Using the listings data provided by Inside Airbnb, we compiled the CSV files using Microsoft Excel and Google Sheets to organize and evaluate our data. From there, we used several different visualization tools to model our data. We used Tableau, Rawgraphs.io, and Excel graphing functions in order to make the bar charts.
The listing information from Inside Airbnb contains detailed descriptions about every home. We collected every description from every home in each one of the cities we investigated (Austin, Asheville, California, Denver, New York City) and ran all of the descriptions through the online word cloud generator and tag cloud generator, WorldCloud. In the article by Presner and Shepard, they explicitly stated how important it is to not leave out any bit of information that is present in the sources. This is why we were so explicit with extracting each data point from the sources, so there would be no human bias in displaying our findings. We are simply displaying the pure data that was in the sources, so there is no discrepancies when the visualizations are created. Prior to it, a lot of cleaning was necessary in order to remove words that would not be relevant. After doing so, WorldCloud organized the information with the most common word displayed with the largest font and the less common words with the smallest font. After generating the WordCloud of every city, we used Canva to place them in an outline of the United States relative to their location.
Figma was used for medium fidelity wireframe designs to help us determine the organization our research would be presented in, as well as providing the CSS framework.

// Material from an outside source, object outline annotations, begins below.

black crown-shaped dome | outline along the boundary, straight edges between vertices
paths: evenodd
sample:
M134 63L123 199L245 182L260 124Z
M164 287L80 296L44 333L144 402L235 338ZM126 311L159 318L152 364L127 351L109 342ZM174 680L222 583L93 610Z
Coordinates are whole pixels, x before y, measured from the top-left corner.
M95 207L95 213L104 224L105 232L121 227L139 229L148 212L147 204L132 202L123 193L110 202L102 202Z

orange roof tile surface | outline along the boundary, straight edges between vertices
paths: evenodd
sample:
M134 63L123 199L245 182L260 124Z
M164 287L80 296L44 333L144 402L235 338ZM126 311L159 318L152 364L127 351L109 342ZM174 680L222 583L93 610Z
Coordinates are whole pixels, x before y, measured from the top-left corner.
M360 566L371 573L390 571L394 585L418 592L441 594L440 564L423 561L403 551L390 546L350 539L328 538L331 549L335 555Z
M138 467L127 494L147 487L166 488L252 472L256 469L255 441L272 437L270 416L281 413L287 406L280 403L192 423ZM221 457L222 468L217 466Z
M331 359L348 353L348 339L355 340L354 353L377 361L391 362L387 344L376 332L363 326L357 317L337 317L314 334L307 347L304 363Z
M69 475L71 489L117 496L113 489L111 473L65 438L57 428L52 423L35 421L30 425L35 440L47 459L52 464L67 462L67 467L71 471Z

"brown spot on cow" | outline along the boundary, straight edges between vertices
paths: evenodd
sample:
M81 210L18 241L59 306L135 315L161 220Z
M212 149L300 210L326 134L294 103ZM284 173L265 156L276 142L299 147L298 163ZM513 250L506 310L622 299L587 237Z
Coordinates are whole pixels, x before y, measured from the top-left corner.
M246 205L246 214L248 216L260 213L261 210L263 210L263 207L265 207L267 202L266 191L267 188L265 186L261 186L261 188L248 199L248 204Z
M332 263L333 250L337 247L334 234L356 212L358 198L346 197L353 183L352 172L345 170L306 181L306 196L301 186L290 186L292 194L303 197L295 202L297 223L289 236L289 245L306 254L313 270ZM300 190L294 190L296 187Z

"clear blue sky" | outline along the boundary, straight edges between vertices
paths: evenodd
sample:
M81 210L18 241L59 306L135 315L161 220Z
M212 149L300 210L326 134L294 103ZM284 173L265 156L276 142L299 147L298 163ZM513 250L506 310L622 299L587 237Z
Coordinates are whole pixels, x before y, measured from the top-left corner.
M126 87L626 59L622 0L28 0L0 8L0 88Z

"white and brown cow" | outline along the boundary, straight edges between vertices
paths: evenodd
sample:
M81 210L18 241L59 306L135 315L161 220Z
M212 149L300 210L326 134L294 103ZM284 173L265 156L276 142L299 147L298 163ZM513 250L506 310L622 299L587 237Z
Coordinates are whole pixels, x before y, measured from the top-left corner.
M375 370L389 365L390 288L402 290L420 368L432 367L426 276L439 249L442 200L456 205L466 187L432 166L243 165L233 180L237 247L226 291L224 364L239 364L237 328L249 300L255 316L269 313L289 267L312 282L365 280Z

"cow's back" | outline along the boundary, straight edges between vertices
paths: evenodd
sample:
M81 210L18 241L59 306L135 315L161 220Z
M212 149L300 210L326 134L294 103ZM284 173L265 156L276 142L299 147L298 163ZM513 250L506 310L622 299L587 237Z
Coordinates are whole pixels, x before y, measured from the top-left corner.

We’ve presented our research in the form of a website made from custom HTML and CSS. After reading A Manual for Writers of Research Papers, Theses, and Dissertations by Kate Turabian, Chapter 1, we were able to recognize that the premise of research is to display our findings in a manner that is easily relatable for all. Whether or not the reader has background knowledge on the topic or not, they should be able to understand it wholeheartedly and not be disenfranchised while reading. The website was built using the online open source repl.it coding environment and hosted over Github pages. We based our data visualization on Chapter 5: Visualizing With Clarity by Nathan Yau since we felt it was the best way to connect with the reader as much as possible, and allow them to comprehend our data since the chapter emphasized relatability. We went with a design that is easy to navigate and for the most part we paired the black text with a white background for readability. The blue shade that we decided to use as our theme throughout the website has Double-A compliance color contrast ratio to the background, to be inclusive of visually impaired audiences. Our embedded visualizations came from Tableau and users are able to hover over certain aspects within the visualizations to see numbers in more detail.